Discuss/Explain, “in details,” the possible effect (s) of competition on gene frequencies in a given population of a period of time. Migration makes a groups within a population reproductively isolated and so gene flow between them stops since migration brings a group of them or both in another region environmental conditions change and each group adapt to new condition changing allelic frequency ND the best fitted individuals pass on alleles to offspring and so two sub populations are formed and when they meet again they won’t breed together so competition occurs (“Lecture 7: Population ecology 1,” 2008). 0. Discuss/Explain, “in details,” the possible effect (s) of mutation (s) on gene frequencies in a given population over a period of time. Mutation is a weak force for changing allele frequencies, but is a strong force for introducing new alleles (“Mutation,” 2014). Mutation plays an important role in evolution. The ultimate source of all genetic variation is mutation (“Mutation,” 2014). Mutation is important as the tires step tot evolution because it creates a new A sequence tort a particular gene, creating a new allele (“Mutation,” 2014).

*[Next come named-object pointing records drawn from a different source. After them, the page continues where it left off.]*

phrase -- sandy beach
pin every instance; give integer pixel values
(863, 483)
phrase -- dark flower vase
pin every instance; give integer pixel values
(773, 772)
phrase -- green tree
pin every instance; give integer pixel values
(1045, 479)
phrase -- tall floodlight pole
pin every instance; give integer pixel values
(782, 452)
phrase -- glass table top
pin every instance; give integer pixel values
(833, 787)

Recombination also can create a new DNA sequence (a new allele) for a specific gene through antigenic recombination (“Mutation,” 2014). Mutation acting as an evolutionary force by itself has the potential to cause significant changes in allele frequencies over very long periods of time (“Mutation,” 2014). But if mutation were the only force acting on pathogen populations, then evolution would occur at a rate that we could not observe (“Mutation,” 2014). 1 1 .

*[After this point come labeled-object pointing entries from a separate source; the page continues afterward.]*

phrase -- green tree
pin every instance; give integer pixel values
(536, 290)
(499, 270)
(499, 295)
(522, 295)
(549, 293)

Discuss/Explain, “in details,” the possible effects of any two (2) variables on the gene frequencies of a given population over a period of time. Genetic Drift: Allele frequencies in small populations do not generally reflect those of larger populations since too small of a set of individuals cannot represent all of the alleles for the entire population (“Genetic drift and,” 2007). Genetic drift occurs when the population size is limited and therefore by chance, certain alleles increase or decrease in frequency.

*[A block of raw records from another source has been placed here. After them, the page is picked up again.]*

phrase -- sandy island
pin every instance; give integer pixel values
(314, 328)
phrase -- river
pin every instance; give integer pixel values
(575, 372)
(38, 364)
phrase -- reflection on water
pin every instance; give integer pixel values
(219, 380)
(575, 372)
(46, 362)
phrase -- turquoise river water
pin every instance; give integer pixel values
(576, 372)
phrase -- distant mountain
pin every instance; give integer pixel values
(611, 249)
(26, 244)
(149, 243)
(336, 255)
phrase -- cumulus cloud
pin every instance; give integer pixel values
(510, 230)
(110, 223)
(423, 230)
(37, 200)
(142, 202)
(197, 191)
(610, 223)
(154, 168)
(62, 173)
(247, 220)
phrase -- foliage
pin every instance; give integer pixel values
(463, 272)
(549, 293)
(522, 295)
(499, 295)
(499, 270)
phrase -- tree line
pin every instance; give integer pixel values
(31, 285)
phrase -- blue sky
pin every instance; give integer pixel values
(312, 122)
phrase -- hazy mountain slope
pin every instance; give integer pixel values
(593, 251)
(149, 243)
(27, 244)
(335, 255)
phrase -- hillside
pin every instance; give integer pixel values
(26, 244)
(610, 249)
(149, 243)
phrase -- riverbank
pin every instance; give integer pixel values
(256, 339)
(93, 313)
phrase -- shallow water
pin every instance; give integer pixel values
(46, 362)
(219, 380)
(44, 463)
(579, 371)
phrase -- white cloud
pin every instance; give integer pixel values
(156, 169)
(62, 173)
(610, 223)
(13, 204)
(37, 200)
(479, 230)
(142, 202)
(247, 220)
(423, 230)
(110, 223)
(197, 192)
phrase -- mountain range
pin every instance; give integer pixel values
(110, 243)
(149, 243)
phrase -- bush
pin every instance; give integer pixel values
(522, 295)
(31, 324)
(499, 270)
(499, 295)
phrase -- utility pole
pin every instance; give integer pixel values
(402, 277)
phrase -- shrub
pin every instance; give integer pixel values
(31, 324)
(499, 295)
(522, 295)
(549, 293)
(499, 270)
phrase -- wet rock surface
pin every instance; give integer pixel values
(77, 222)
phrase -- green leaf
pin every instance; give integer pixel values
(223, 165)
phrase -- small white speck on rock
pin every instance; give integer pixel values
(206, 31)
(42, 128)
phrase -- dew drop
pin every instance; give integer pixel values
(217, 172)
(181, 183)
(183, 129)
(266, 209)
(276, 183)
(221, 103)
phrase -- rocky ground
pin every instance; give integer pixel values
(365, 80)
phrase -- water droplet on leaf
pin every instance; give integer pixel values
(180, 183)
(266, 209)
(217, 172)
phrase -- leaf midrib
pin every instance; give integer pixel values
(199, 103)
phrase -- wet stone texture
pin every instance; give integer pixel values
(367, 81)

This can result in a shift away from Hardy-Weinberg equilibrium (HEW) (“Genetic drift and,” 2007). Natural Selection: Although population genetics by itself is important, one of the objectives of this field is to assess how changes in allele frequencies affect the evolution of a population (“Genetic drift and,” 2007). Over time, faced with new environments and habitats, populations of species acquired modifications, which allowed them to better adapt to their environment (“Genetic drift and,” 2007).
Darwin termed these changes within populations, natural selection, and he proposed the idea of “survival of the fittest (“Genetic drift and,” 2007). ” Individual variations which proved beneficial would be reserved within a population, whereas variations that were lethal to the organism would be destroyed (“Genetic drift and,” 2007). Under natural selection, some individuals in a population have modifications that allow them to more successfully survive and reproduce, making their adaptations more common as a whole due to their increased reproductive success (“Genetic drift and,” 2007).
Over a long period of time, this change in the characteristics of a population can lead to the production of a new species (“Genetic drift and,” 2007). 12. Discuss/Explain, “in details,” the possible extension of the Hardy-Weinberg equilibrium to sociological, economic or other issues of society. Natural populations rarely meet all of these conditions (“Population,” 2014). Large populations rarely occur in isolation, all populations experience some degree of random mutation, mating is seldom random, but rather is the result of careful selection of mates (“Population,” 2014).